Hypervisor for multi-tenant computing, like it should be

  • Not interested in using it, but the licensing here is going to be the real killer blow here. Word to the wise: the market of people who want to use your tool and pay for it is smaller than you think. It's the same mindset that kills most of these projects, thinking that the "average users" are going to represent a considerable portion of your income. It won't. Focus on milking enterprise users who want to pay hand over fist for stuff like this, but don't keep it closed source and slap your "patent pending" line on top. You're selling zero-marginal-utility here, and it's not super hard to see.

  • The site seems light on details. As a security guy, I'm particularly interested in (and a skeptic of) claims of "de-privileging" a Linux kernel. Firecracker[1] micro VMs are very fast, "feel" like containers, and don't depend on modifying the guest OS for security. Plus they're FOSS. This is what I'd measure Kwarantine against; you need to be in the ballpark on all these characteristics and knock it out of the park on manageability to interest me.

    [1] https://github.com/firecracker-microvm/firecracker

  • >Patent pending.

    I don't think there's much of a market for a new closed-source, patent-encumbered hypervisor for Linux...

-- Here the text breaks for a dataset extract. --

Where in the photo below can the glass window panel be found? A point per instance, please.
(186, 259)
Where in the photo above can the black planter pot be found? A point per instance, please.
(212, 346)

    And, perhaps obviously, I personally would never use such a thing.

  • I think people would take this more seriously and engage with it more deeply if you posted the technology white paper, rather than asking for people to sign up for it. There are I'm sure details I'm missing, but Firecracker startup (for instance) is very fast; so, for that matter, is vanilla gvisor.

  • Hello HN! We've been working on a new hypervisor https://kwarantine.xyz that can run strongly isolated containers. This is still a WIP, but we wanted to give the community an idea about our approach, its benefits, and various use cases it unlocks. Today, VMs are used to host containers, and make up for the lack of strong security as well as kernel isolation in containers. This work adds this missing security piece in containers. We plan on launching a free private beta soon. Meanwhile, we'd deeply appreciate any feedback, and happy to answer any questions here or on our slack channel. Thanks!

  • I can see this being useful for something I'm doing with shared infrastructure. What are your timelines like for a stable version?

  • There was a question (now deleted) on difference between this and Firecracker. FC/gVisor/Kata use VMs to sandbox containers. However, VMs incur high runtime overhead (not to be confused with fast booting) and need to be provisioned. We use hardware virtualization to directly run system/app containers -- no I/O emulation, no expensive VM exits, scale as needed.